Reader’s Notebook, 10/23/25
Just one book in this entry, as I’ve begun a trilogy that might take a week or so and don’t want to forget about this one in the interim.

The House Across The Lake – Riley Sager
I read a couple of Sager’s thrillers last October, and they had a nice dose of spookiness that butted up against the supernatural without being too weird. Most of his books were already claimed at the library and this was the one that remained, so download it I did. I was not disappointed, although it did have a crack or two that bugged me a bit.
In this book Casey Fletcher, an actress whose life fell apart after her husband’s death, is holed up in her family’s Vermont lake house, ostensibly to sober up. Instead, she spends her days drinking and using the high-powered binoculars her husband left behind to look around. One day she sees a swimmer struggling in the center of the lake, so races her boat out to save a woman just before she sunk under the water for the last time.
Turns out that woman is a new neighbor, a retired supermodel who is married to a tech bro. Fletcher and the model strike up a quick friendship, although Fletcher notes that the model and her husband seem to have a strained marriage. She takes to staring into their house across the lake with the binoculars and sees strange things. Arguments. The wife sneaking through the house to look through her husband’s laptop. An actual physical confrontation.

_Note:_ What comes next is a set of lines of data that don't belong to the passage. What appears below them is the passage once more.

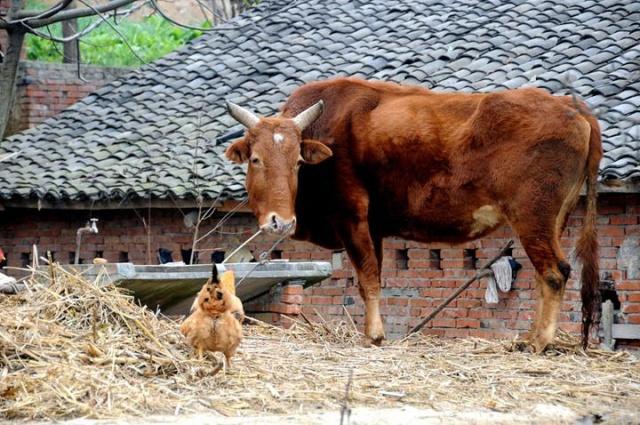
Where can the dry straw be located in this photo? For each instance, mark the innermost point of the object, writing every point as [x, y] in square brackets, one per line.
[70, 347]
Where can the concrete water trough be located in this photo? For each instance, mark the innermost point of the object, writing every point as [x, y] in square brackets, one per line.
[172, 287]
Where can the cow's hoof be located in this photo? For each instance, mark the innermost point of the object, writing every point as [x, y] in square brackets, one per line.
[368, 341]
[377, 341]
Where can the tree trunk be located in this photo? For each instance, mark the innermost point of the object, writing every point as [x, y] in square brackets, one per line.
[8, 72]
[9, 68]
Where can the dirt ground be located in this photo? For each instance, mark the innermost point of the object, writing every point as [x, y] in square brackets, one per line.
[542, 414]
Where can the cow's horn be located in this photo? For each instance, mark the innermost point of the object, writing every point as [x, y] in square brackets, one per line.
[242, 115]
[305, 118]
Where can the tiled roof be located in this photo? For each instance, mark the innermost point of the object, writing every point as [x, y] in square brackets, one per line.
[137, 135]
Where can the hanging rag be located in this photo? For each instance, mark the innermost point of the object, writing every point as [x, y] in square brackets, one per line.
[504, 273]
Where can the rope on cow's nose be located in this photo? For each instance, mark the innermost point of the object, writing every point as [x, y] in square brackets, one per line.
[242, 245]
[263, 258]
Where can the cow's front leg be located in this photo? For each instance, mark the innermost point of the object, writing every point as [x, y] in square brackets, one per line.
[361, 249]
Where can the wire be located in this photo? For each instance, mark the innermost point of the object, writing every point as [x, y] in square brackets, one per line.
[155, 5]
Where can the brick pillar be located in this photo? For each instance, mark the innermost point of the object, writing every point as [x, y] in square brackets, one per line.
[285, 299]
[4, 8]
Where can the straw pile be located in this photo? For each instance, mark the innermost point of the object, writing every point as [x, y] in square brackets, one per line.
[70, 348]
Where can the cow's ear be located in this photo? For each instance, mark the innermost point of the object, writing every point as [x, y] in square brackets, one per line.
[239, 151]
[314, 152]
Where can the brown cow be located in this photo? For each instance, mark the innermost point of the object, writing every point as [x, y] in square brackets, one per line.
[431, 167]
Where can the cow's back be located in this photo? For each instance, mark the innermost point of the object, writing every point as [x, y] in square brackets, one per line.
[427, 161]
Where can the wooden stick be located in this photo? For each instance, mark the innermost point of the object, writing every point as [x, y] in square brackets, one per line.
[483, 272]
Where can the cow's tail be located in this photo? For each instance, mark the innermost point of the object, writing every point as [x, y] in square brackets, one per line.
[587, 248]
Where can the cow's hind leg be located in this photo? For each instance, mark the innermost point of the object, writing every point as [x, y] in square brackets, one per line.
[552, 273]
[363, 252]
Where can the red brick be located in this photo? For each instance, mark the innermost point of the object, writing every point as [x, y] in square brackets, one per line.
[443, 323]
[631, 308]
[467, 323]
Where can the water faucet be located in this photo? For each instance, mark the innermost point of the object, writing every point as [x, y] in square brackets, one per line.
[90, 227]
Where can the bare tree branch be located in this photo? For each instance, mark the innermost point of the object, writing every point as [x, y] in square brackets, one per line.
[27, 14]
[155, 5]
[69, 14]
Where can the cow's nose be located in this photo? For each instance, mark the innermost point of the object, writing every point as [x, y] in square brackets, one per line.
[279, 225]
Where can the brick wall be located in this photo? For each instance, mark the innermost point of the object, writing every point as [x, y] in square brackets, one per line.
[4, 7]
[45, 89]
[413, 284]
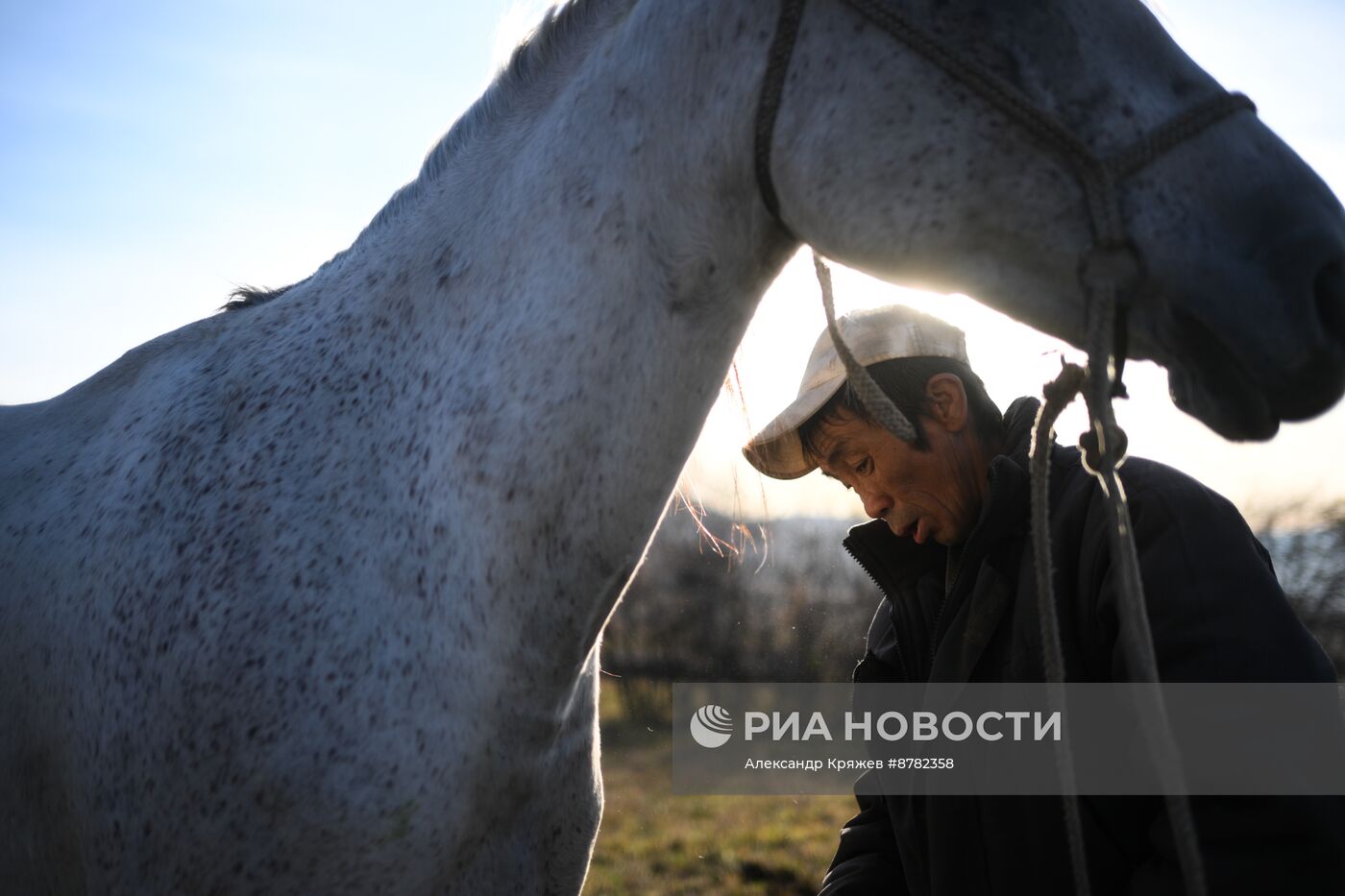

Then one day the wife is gone and the husband’s explanation does not add up.
Fletcher’s efforts to uncover the truth are a pretty standard, and entertaining, thriller. Sager hinted at some supernatural elements early but those got pushed aside rather quickly. The final quarter of the book brings those elements back in with a vengeance. So much so that I’m not sure if they worked. Or at least I wondered if I should go back and read the first couple chapters again to see if they jibed with how the book began.[1] Whether they totally align or not, they allow Sager to bring in a massive twist that is a true “Oh shit!” moment, which leads to some solid swings in plot over the last 50 pages.
Mechanics aside, it works, especially when you read it quickly in the spookiest time of the year. I’m not sure I buy into everything Sager did to get there, but the story itself was fun enough that I didn’t care too much about whether the logic totally clicked into place.